Jum'at, 11 Agustus 2017, 11:00:00 WIB - Politik

Warga nahdliyin menandatangani petisi penolakan program "full day school" di atas selembar kain putih yang dipasang di depan kantor PCNU Tulungagung, Tulungagung, Jawa Timur, Minggu (23/7). PBNU beserta jajaran PCNU di daerah menolak pelaksanaan program "full day school" atau lima hari masuk sekolah dalam seminggu karena tidak selaras dengan program pendidikan informal diniyah yang dikembangkan NU melalui jaringan pondok pesantren maupun nonpesantren. (ANTARA)

DIPOLITISASI - Terkait masalah ini, PP Muhammadiyah menduga penolakan kebijakan ini lantaran dipolitisasi pihak-pihak berkepentingan. Mereka menilai agak berlebihan jika ada yang menyebut penerapan sekolah 8 jam Senin-Jumat mengancam keberadaan madrasah diniyah.

'Muhammadiyah melihat ada pihak tertentu yang mempolitisasi kebijakan sekolah lima hari. Agak berlebihan jika ada pihak-pihak yang terlalu mengkhawatirkan pelaksanaan sekolah lima hari, (yang disebut) akan mematikan madrasah diniyah,' ujar Sekretaris Umum PP Muhammadiyah Abdul Mu'ti kepada detikcom, Selasa (8/8).

Sementara itu, Mendikbud Muhadjir tidak mempersoalkan terkait penolakan dari PKB dan NU. Aspirasi masyarakat soal program tersebut akan ditampung dalam Peraturan Presiden (Perpres). Perpres yang saat ini masih digodok diperkirakan akan rampung pada bulan ini.

'Ya berbeda kan boleh. Sebentar lagi diganti dengan Perpres dengan menampung aspirasi yang berkembang,' kata Muhadjir kepada wartawan di kantor Kemenko PMK, Jl Medan Merdeka Barat, Jakarta Pusat, Selasa (8/8).

Hal senada juga disampaikan Direktur Maarif Institute Muhd Abdullah Darraz. Dia menyesalkan adanya polemik terkait dengan kebijakan sekolah delapan jam sehari dalam lima hari yang digagas Mendikbud Muhadjir Effendy. Darraz menyebut kebijakan yang tertuang dalam Permendikbud No 23 Tahun 2017 itu bukan kebijakan full day school.

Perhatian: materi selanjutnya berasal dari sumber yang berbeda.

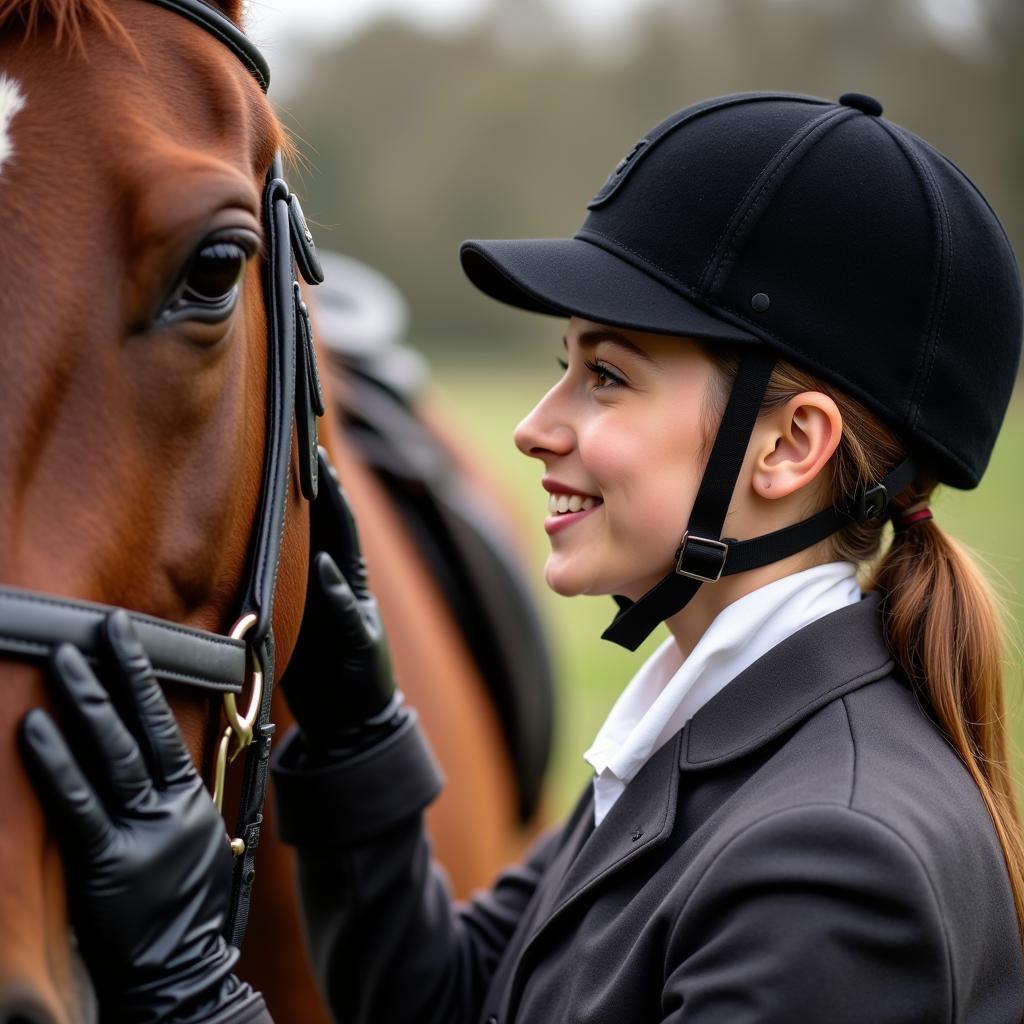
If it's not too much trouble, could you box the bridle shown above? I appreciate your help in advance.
[0,0,324,946]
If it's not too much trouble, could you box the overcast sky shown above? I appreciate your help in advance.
[243,0,634,42]
[246,0,985,100]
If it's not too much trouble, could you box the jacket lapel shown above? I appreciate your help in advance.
[679,593,894,770]
[503,594,893,1020]
[524,734,681,952]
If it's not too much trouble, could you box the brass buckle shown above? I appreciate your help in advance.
[676,530,729,583]
[213,612,263,857]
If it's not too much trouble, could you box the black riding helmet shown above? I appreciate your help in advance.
[461,92,1022,649]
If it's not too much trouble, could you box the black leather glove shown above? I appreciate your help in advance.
[281,449,402,758]
[20,611,262,1024]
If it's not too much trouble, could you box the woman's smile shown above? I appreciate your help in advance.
[516,317,711,596]
[541,477,602,537]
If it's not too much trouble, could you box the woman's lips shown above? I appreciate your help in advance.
[544,500,603,537]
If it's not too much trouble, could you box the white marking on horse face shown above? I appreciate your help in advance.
[0,73,25,171]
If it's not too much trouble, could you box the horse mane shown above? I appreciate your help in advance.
[0,0,242,52]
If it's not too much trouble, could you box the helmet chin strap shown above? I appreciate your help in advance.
[602,346,918,650]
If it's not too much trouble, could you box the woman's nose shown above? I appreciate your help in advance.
[513,385,575,459]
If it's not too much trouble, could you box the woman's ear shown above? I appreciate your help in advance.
[751,391,843,499]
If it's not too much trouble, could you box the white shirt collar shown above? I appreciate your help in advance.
[584,562,861,824]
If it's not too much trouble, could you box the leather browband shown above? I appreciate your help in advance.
[148,0,270,92]
[0,587,246,693]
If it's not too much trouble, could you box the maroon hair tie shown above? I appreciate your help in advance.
[893,502,935,534]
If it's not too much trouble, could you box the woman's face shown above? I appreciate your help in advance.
[515,317,714,599]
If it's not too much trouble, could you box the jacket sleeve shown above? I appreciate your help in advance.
[663,804,953,1024]
[273,713,553,1024]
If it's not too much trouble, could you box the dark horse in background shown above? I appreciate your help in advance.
[0,0,550,1024]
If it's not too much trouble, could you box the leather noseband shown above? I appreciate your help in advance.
[0,0,324,946]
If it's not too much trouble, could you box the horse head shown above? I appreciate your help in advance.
[0,0,315,1024]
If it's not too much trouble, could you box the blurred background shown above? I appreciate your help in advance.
[249,0,1024,812]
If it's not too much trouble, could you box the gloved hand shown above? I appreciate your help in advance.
[281,447,402,757]
[20,611,254,1024]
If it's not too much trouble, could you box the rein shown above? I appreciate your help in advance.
[0,0,324,946]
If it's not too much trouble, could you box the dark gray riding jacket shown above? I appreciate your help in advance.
[266,597,1024,1024]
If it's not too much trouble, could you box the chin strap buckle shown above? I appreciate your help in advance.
[676,530,729,583]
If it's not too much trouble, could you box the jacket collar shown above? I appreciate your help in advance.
[508,594,893,1007]
[679,593,894,771]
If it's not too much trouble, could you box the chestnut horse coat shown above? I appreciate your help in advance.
[268,596,1024,1024]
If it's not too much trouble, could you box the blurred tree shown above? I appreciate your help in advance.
[290,0,1024,354]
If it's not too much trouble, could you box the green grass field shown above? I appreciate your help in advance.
[432,360,1024,813]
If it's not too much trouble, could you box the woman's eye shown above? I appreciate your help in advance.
[184,242,249,302]
[584,359,626,390]
[157,230,259,325]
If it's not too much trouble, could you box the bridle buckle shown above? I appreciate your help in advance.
[676,530,729,583]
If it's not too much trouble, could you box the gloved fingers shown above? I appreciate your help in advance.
[20,708,114,852]
[312,551,370,646]
[102,609,195,790]
[49,643,153,810]
[311,445,368,598]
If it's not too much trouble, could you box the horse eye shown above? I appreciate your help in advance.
[157,230,259,326]
[184,242,249,302]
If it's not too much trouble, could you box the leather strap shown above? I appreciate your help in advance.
[0,587,246,693]
[602,348,918,650]
[0,0,324,945]
[148,0,270,92]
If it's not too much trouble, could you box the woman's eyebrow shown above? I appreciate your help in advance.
[562,328,654,362]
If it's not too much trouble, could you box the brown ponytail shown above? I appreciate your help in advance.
[707,348,1024,946]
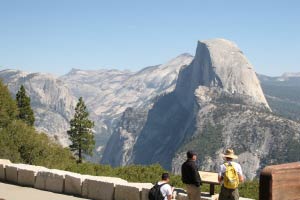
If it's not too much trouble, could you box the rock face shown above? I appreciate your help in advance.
[104,39,300,178]
[0,54,193,162]
[0,39,300,178]
[259,73,300,121]
[0,70,77,146]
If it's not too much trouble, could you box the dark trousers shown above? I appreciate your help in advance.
[219,185,240,200]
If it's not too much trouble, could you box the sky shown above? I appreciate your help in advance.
[0,0,300,76]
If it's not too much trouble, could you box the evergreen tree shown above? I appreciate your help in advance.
[0,79,18,129]
[16,85,35,126]
[68,97,95,163]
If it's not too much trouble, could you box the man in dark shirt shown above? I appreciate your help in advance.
[181,151,201,200]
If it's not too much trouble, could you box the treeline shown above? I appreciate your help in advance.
[0,80,258,199]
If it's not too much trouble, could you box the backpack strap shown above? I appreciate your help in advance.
[156,182,168,198]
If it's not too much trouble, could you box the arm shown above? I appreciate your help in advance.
[218,175,223,183]
[192,164,201,187]
[239,174,245,183]
[238,165,245,183]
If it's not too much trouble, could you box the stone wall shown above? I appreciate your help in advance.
[0,159,157,200]
[259,162,300,200]
[0,159,253,200]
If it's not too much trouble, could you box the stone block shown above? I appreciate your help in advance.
[16,164,47,187]
[177,193,189,200]
[34,169,65,193]
[141,188,150,200]
[81,175,127,198]
[114,184,141,200]
[82,179,115,200]
[0,164,6,181]
[5,164,18,184]
[0,159,11,181]
[64,173,85,196]
[259,162,300,200]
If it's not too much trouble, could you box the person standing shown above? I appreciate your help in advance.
[181,151,201,200]
[148,173,174,200]
[218,149,244,200]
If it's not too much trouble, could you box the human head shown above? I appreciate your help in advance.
[223,149,238,161]
[186,151,197,160]
[161,173,170,182]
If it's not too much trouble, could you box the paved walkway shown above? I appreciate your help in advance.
[0,182,86,200]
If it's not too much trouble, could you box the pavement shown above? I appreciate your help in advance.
[0,182,86,200]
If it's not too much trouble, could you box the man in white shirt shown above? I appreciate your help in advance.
[157,173,174,200]
[218,149,244,200]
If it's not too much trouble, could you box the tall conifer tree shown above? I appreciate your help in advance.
[68,97,95,163]
[16,85,35,126]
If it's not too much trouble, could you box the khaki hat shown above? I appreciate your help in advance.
[223,149,238,159]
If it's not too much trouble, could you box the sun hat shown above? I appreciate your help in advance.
[223,149,238,159]
[186,150,197,159]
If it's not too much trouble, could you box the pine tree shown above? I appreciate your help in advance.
[16,85,35,126]
[68,97,95,163]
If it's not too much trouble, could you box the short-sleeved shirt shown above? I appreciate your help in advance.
[219,161,243,177]
[157,181,172,200]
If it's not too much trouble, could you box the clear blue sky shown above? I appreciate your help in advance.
[0,0,300,75]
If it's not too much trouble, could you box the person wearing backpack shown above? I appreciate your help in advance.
[218,149,244,200]
[181,151,201,200]
[148,173,174,200]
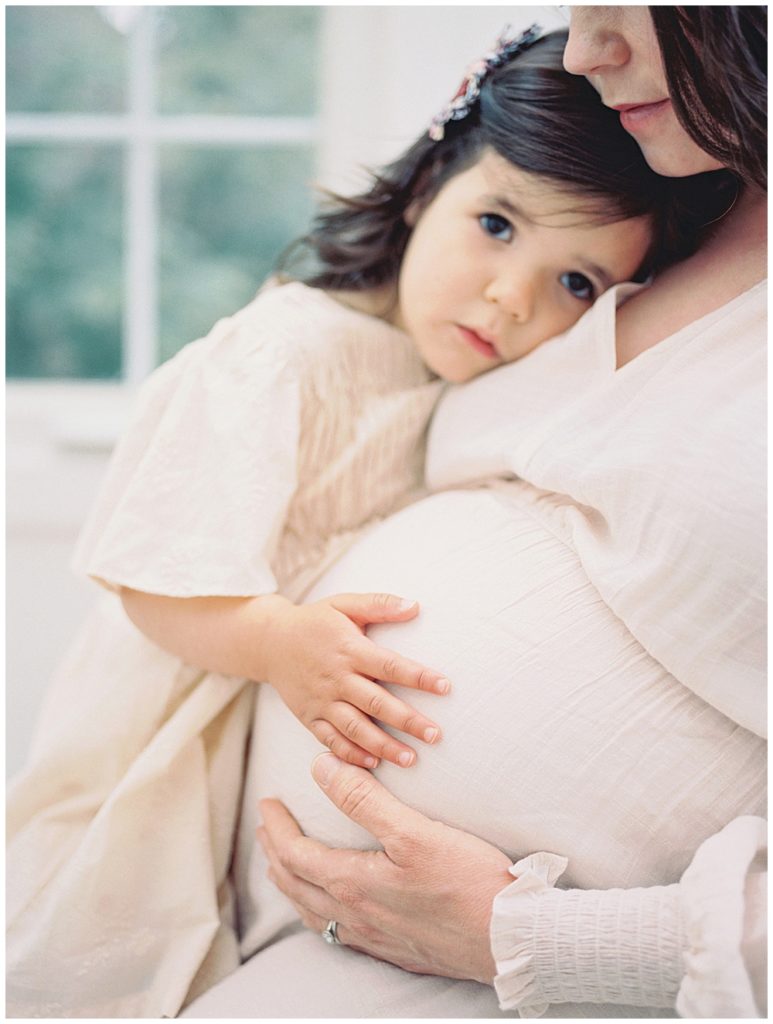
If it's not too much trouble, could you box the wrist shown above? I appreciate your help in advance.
[241,594,300,685]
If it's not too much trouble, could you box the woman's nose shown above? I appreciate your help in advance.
[485,274,536,324]
[564,6,630,75]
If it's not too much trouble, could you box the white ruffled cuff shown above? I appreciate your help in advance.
[490,853,568,1017]
[491,853,685,1017]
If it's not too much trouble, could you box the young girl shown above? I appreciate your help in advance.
[7,25,728,1018]
[76,29,712,767]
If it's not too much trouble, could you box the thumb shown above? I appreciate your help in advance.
[311,754,432,853]
[328,594,419,626]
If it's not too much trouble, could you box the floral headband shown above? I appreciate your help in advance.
[428,25,543,142]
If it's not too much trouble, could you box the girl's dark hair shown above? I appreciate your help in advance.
[649,5,768,188]
[278,31,728,291]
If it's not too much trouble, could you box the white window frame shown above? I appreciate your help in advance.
[6,6,319,388]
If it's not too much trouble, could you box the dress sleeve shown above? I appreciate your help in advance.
[491,816,767,1018]
[74,299,300,597]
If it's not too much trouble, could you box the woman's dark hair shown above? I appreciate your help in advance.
[649,5,768,188]
[278,31,728,292]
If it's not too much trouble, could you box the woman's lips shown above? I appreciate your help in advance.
[612,97,671,135]
[457,325,500,359]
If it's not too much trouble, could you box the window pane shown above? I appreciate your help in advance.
[160,146,313,358]
[5,6,126,114]
[6,144,122,378]
[158,5,323,116]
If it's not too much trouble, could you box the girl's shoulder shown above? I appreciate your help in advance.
[199,279,401,373]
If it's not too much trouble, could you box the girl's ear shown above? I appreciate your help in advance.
[402,199,424,228]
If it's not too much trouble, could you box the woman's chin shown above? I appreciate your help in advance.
[635,133,723,178]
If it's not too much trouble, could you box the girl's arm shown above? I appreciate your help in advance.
[121,587,449,768]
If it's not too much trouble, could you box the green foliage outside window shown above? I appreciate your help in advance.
[6,5,320,379]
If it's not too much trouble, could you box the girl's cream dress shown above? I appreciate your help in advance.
[8,285,766,1018]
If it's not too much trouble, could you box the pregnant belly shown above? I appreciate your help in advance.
[234,484,765,950]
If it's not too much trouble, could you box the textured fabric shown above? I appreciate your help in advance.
[232,481,766,1017]
[8,278,766,1018]
[6,285,440,1017]
[74,284,440,597]
[427,282,767,735]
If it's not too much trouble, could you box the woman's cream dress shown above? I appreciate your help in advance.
[9,286,766,1018]
[6,284,441,1017]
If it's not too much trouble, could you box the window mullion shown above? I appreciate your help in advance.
[123,7,159,385]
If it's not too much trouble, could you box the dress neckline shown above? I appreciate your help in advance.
[593,279,767,376]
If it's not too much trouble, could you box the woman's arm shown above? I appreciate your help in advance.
[259,755,766,1017]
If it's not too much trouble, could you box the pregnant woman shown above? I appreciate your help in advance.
[185,7,766,1017]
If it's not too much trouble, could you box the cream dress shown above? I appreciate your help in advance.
[7,284,441,1017]
[7,278,766,1018]
[183,285,766,1018]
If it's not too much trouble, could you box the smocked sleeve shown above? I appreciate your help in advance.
[491,816,767,1018]
[74,299,300,597]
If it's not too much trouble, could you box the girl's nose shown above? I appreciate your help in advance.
[564,5,630,75]
[485,274,536,324]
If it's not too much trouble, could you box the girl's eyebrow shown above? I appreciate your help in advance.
[481,193,614,290]
[481,194,536,224]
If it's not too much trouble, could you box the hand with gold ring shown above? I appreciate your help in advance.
[258,754,513,984]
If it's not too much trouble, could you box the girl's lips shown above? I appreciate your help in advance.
[457,324,500,359]
[613,97,671,134]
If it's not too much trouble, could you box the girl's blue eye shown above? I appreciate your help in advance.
[559,270,596,302]
[479,213,513,242]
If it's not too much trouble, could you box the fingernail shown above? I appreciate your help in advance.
[311,754,341,788]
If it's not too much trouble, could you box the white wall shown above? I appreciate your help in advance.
[6,5,561,773]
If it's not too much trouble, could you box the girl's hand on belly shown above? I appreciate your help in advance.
[267,594,450,768]
[258,754,513,984]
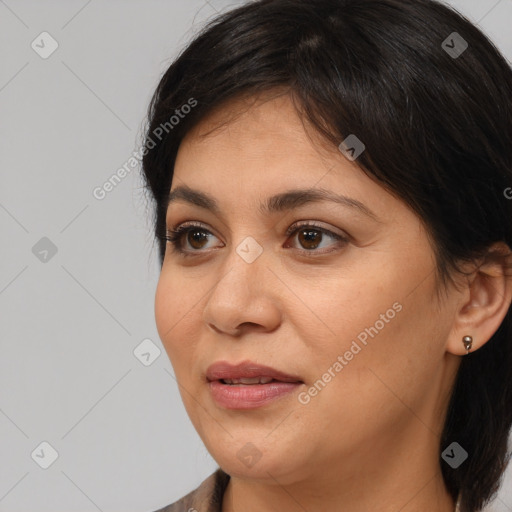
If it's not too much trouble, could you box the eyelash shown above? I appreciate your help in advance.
[163,222,349,257]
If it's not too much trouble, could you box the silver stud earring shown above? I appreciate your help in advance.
[462,336,473,355]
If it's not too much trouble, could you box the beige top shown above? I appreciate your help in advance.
[154,468,460,512]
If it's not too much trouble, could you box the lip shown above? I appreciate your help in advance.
[206,361,304,409]
[206,361,303,383]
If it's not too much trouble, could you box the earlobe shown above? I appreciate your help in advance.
[447,243,512,356]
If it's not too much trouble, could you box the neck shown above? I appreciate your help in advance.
[222,472,456,512]
[222,422,455,512]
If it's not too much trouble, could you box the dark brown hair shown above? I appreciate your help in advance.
[143,0,512,512]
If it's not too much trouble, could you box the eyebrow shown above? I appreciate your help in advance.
[167,185,380,222]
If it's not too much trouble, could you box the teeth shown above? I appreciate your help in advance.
[222,377,274,384]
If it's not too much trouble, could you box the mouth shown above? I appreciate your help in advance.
[206,361,303,386]
[206,361,304,409]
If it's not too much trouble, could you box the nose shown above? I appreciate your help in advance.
[203,243,282,337]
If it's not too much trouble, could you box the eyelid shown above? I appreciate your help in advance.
[163,220,352,258]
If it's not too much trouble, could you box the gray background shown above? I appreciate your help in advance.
[0,0,512,512]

'Permendikbud ini adalah kebijakan untuk memperkuat pendidikan karakter di sekolah. Kebijakan sekolah 8 jam adalah salah satu instrumen dari Program Penguatan Pendidikan Karakter dari Kemdikbud. Tujuannya adalah membangun karakter kebangsaan anak-anak pelajar. Program ini sangat penting memberikan ruang dan waktu lebih luas bagi pihak sekolah dan publik untuk secara kreatif menciptakan aktivitas sekolah yang lebih positif bagi pelajar,' kata Darraz melalui keterangan tertulisnya, Kamis (10/8).

Darraz menyayangkan penolakan terhadap kebijakan tersebut kental akan nuansa politik. Padahal, menurut dia, kebijakan pendidikan tak elok jika dipolitisasi. 'Kebijakan pendidikan bukanlah instrumen politik murahan untuk tawar-menawar politik. Tidak elok kebijakan pendidikan dijadikan alat politik oleh politisi 'tunavisi',' ujarnya.

'Kita menyesalkan politisasi terhadap kebijakan pendidikan seperti ini. Ini membuktikan peradaban politik kita berada di bawah titik nadir,' sambung Darraz.

Darraz mengingatkan upaya pemerintah Jokowi memajukan pendidikan mesti mendapat apresiasi. Dia mengimbau para tokoh tak lagi berpolitik menggunakan Permendikbud ini.

'Bahwa kebijakan tentu memiliki kelemahan, mestilah direspons dengan bijak melalui saluran yang telah disediakan. Bukan dengan manuver pernyataan politik. Terlalu mahal masa depan pendidikan kita jika hanya menjadi bahan politisasi politisi-politisi yang berpandangan pendek,' tuturnya.